Indeed, both extremes exist in group practice. Both extremes have positive attributes as well as negative. Each extreme lends itself to a variety of clinical cultures. “Clinical culture” is a buzzword that’s hard to define and harder to influence but seems to fit within the purvue of a chief dental officer. Is it better to have an organic clinical culture that grows up around the most dominate clinicians and business partners? Or is it better to set an intentional path toward a desired clinical culture and pursue that destination with vigor? I’m not sure we know enough about how clinical cultures develop and what influence they have on results; financial, clinical outcomes, team engagement and employee satisfaction, to set a course with certainty. Perhaps the better question is: how does an organization center its clinical offerings around the mission and vision of the organization? One option might be to seek to fill the ranks with individuals who buy into the mission and vision of an organization and are happy and willing to pursue those aspirations with enthusiasm (Option A). Another possibility is to have an agreed-upon result and offer clinicians a menu of tested and vetted options that have a known and predictable outcome. Each of these options could then have support systems built around them to allow the clinician to be supported well in the pursuit of results that align with their personal style of dentistry but are congruent with the stated expectations for results (Option B). Option A lends itself best to an employee based system like the Mayo Clinic, and Option B lends itself best to the partnership model where clinicians have opportunities to enter into ownership. Both models need clinical leaders to create, test, innovate, iterate and implement clinical strategies.
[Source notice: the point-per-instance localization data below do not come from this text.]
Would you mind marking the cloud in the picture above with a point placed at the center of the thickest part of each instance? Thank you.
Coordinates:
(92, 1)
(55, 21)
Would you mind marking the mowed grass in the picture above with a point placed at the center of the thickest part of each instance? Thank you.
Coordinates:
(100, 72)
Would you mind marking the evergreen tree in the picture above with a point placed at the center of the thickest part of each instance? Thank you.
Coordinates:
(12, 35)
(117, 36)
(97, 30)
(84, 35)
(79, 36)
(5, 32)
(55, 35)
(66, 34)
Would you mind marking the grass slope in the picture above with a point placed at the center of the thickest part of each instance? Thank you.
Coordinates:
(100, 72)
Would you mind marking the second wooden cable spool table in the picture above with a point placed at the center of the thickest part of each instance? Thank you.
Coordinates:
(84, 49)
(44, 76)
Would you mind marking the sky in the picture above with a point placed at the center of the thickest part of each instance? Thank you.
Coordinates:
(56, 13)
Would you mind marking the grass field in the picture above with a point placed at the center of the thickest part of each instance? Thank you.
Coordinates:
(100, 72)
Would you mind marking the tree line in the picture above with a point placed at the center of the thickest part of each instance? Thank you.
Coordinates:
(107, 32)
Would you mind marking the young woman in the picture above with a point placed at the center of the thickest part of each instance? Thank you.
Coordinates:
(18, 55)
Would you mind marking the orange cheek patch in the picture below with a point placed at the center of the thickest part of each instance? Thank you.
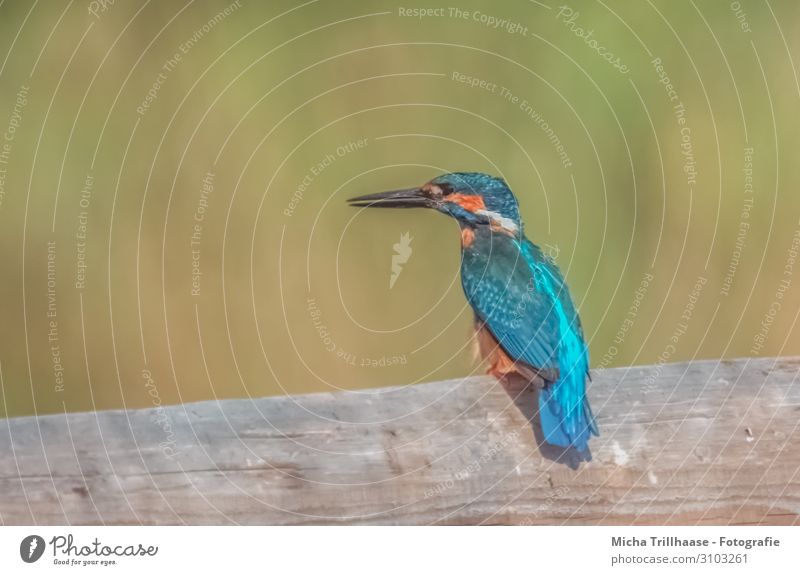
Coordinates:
(469, 203)
(467, 237)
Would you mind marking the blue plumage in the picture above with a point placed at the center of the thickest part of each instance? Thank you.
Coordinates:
(517, 293)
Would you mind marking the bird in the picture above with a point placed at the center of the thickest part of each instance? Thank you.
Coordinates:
(525, 319)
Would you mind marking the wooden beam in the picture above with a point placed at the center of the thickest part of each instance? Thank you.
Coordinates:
(707, 442)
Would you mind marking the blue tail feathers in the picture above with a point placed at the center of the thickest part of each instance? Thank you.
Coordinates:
(565, 429)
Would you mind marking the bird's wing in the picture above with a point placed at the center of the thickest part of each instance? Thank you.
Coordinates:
(501, 285)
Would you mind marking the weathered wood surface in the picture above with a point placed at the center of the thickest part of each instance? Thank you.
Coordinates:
(701, 443)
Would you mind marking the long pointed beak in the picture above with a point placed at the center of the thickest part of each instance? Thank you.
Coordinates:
(408, 198)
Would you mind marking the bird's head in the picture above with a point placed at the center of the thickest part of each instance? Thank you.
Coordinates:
(472, 198)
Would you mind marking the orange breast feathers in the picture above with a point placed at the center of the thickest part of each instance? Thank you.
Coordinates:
(489, 349)
(471, 203)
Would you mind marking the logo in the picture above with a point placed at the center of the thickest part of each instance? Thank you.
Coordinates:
(402, 251)
(31, 548)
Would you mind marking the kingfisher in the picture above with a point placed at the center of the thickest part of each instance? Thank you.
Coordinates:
(526, 322)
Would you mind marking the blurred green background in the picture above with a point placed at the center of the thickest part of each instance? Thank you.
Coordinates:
(127, 125)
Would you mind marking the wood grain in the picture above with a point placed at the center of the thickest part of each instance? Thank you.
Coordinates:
(708, 442)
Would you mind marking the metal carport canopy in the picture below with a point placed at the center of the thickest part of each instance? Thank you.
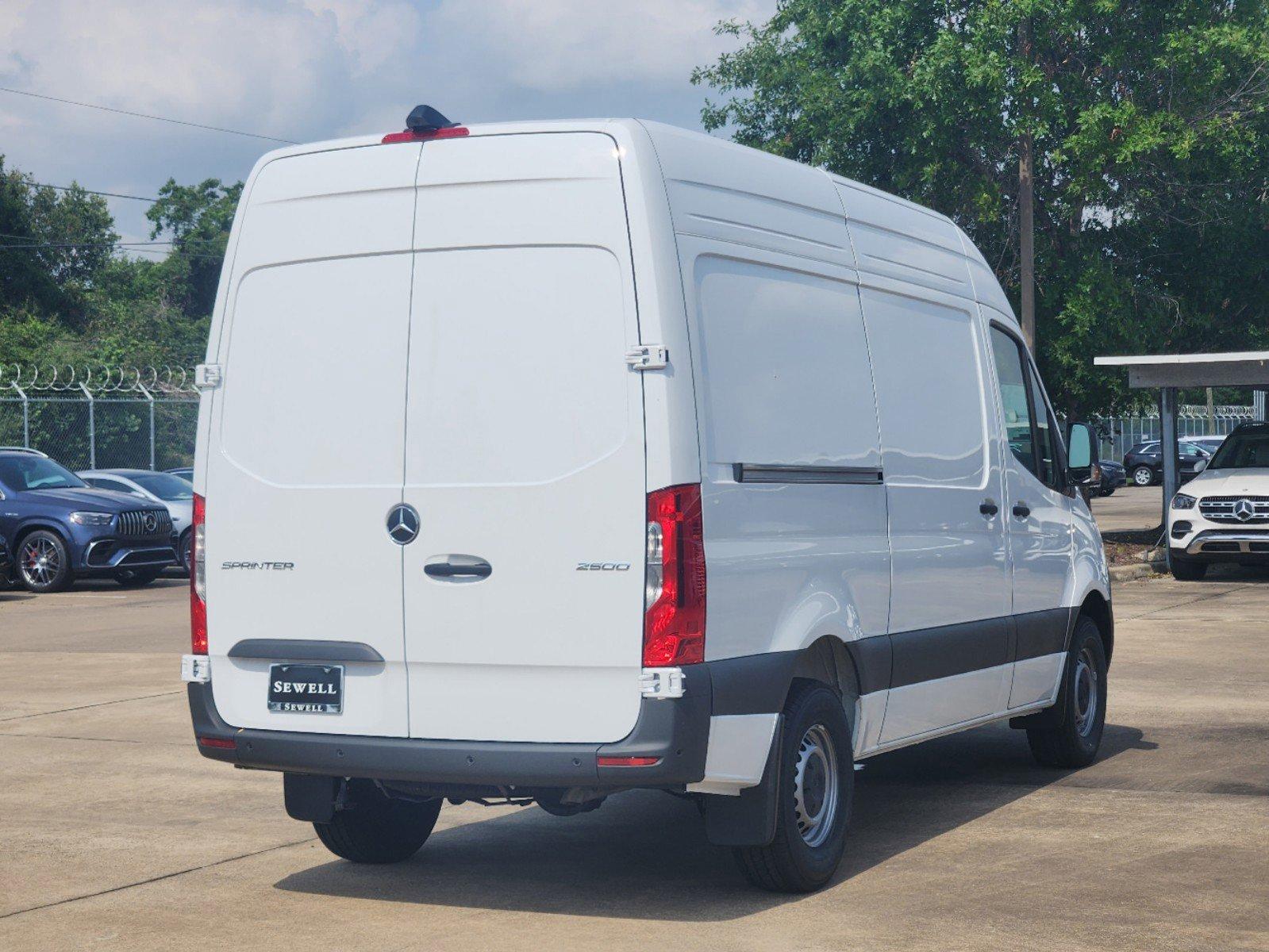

The question for organizations: what is a positive variant and what is a negative variant?

Dentistry is a changing, progressing profession that cannot stand still and stagnant. Dentistry will experience variance as it progresses. The question for organizations: what is a positive variant and what is a negative variant? Suppressing all variance will destroy any organization staffed by smart, ambitious, and caring clinicians. At the same time indulging every variation and personal preference of a clinician will also similarly kill a business. The biggest challenge to any group will be to determine what is positive variance and what is negative variance? Without clinical supervision and interpretation, something that looks like a positive variance to a professional business person may, in fact, be a negative and vice versa. As dentistry leans into this new reality, another hat is necessary–the hat of the Chief Dental Officer. The bigger the group, the more important the role will become as the necessity to implement a strategy grows, not to tell clinicians what to do, but rather to support them in the pursuit of what they want to achieve for themselves and the patients whom they serve while supporting their role in the business. The exciting aspect of this is the learning that can and will come. The larger the group, the larger the data set and eventually the better the strategies will become. One day in the future all of the best practices that thousands of dentists, professional managers and consultants have discovered through trial and tribulation will be cataloged and made available to tens of thousands of dentists and teams. Innovation and improvement are coming fast.